La imagen virtual ha heredado del cine la imagen-movimiento de la que habla Deleuze (4) pero modificándola de forma sustancial en varios aspectos. Probablemente uno de los aspectos más novedosos de la experiencia que proporciona el espacio tridimensional de la realidad virtual es que puede ser explorado de manera inmersiva. Como el espacio marino, el espacio de la realidad virtual puede explorarse en todas direcciones y no solo en los ejes vertical y horizontal característicos de la visión y el movimiento humanos. Ninguna otra simulación ha logrado la sensación de libertad que permite el «vuelo» por cualquier lugar de ese espacio tridimensional. Los objetos se acercan o se alejan a voluntad y sus detalles pueden ser observados desde todas las perspectivas con una minuciosidad sorprendente.
Cerramos este panorama con una consideración crítica. Sin el desarrollo de una cultura tecnológica que nos capacite para incidir políticamente en la configuración y los usos del entorno virtual, la experiencia –que refleja «una vieja aspiración humana de la que hablan leyendas y obras de todas las épocas» (5)– de «atravesar» la superficie del cuadro, introducirse en el interior de la imagen y vivir realmente en un mundo imaginario, en un mundo de fantasía, podría llevarnos a «una nueva y última forma de industrialización: la industrialización de la no mirada, basada en la reproducción de una intensa ceguera» (6).
Notas
(1) Donald Kuspit: «Del arte analógico al arte digital», en: D. Kuspit, M. Van Proyen, W. V. Ganis y F. Duque: Arte digital y videoarte. Transgrediendo los límites de la representación, Madrid, Círculo de Bellas Artes, 2005.

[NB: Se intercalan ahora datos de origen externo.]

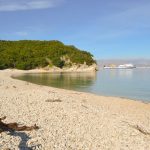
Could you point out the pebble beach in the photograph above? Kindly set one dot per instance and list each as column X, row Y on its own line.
column 70, row 120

(2) Paul Valéry: «Notion générale de l’art», en: Nouvelle Revue Française, nº 266, 1 de noviembre de 1935, pp. 683-693.
(3) X. Berenguer: «El medio es el programa», en: J. La Ferla y M. Groisman, ed., El medio es el diseño, Universidad de Buenos Aires, 2000.
(4) Gilles Deleuze: La imagen-movimiento. Estudios sobre cine, Barcelona, Paidós, 1984.
(5) Diego Levis: Arte y computadoras. Del pigmento al bit, Buenos Aires, Norma, 2001.
(6) Paul Virilio: La máquina de la visión, Madrid, Cátedra, 1988.